Brussels – SWIFT’s RMB Tracker shows that RMB value weight as currency used for payments exchanged with China and Hong Kong within Asia increased by 327% between April 2012 and April 2015. This impressive increase over the past three year propelled the Chinese currency from number 5 to number 1 currency used in Asia to deal with Greater China. On average, 31% of payments in Asia with China and Hong are now made in RMB, up from 7% in April 2012. This growth is driven by the increase of RMB usage in most Asian countries to trade directly with China and Hong Kong. Over three years, most Asian countries moved from being low users (under 10% RMB) to medium users (between 10% and 50%). Out of 26 countries within the region using RMB for direct payments with China and Hong Kong, only 9 are considered as low users in 2015 compared to 19 in 2012 and 6 have now a high use of the currency.
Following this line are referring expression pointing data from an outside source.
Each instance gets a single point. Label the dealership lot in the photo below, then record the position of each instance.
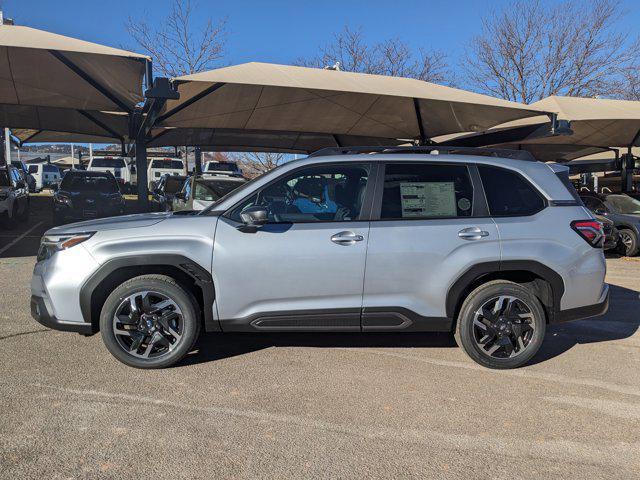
(317, 405)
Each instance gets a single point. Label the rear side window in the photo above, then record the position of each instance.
(508, 194)
(419, 191)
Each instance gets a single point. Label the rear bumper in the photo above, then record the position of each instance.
(41, 314)
(587, 311)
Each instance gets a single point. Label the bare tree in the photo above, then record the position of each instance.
(254, 164)
(177, 48)
(531, 50)
(352, 53)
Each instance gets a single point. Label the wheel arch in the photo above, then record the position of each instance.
(114, 272)
(546, 284)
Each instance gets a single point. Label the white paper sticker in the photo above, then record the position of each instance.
(428, 199)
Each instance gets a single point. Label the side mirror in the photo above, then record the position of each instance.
(254, 216)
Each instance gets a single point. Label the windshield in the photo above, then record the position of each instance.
(89, 183)
(222, 167)
(174, 184)
(108, 163)
(624, 204)
(212, 190)
(4, 179)
(172, 164)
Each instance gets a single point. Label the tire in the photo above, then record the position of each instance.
(628, 245)
(162, 353)
(500, 331)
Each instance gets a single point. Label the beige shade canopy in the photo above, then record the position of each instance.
(597, 125)
(264, 141)
(261, 97)
(50, 124)
(43, 69)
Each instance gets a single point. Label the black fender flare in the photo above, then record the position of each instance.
(481, 269)
(201, 277)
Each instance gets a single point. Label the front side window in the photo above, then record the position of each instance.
(316, 194)
(508, 194)
(422, 191)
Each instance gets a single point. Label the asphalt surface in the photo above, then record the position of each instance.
(317, 405)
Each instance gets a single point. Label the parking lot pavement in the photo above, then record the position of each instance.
(318, 405)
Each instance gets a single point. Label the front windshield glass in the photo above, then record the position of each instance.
(624, 204)
(211, 190)
(86, 183)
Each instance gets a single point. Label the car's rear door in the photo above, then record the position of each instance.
(429, 226)
(303, 270)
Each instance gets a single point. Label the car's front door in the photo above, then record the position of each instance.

“Asian RMB adoption is clear says Michael Moon, Head of Payments Asia-Pacific at SWIFT. Big trading partners like Singapore, Taiwan and South Korea have adopted the RMB for the majority of their payments with Greater China; Japan is now the only main partner which has not reached 10% of RMB usage. In addition, it is encouraging to notice smaller partners following the same path. Moreover, with the new appointment of three clearing centres (Malaysia, Thailand and Australia) within the region the global adoption is expected to increase even more and potentially settle for good the debate on the important role of the RMB currency within Asia Pacific as first currency to be used for payments with China and Hong Kong.

Overall, the RMB remains to its position as the fifth most active currency for global payments and accounted for 2.07% of payments worldwide. It is higher than last month even though RMB payments decreased in value by -6.7% compared to April 2015, while at a global level, all currencies decreased in value by -8.2% over the same period.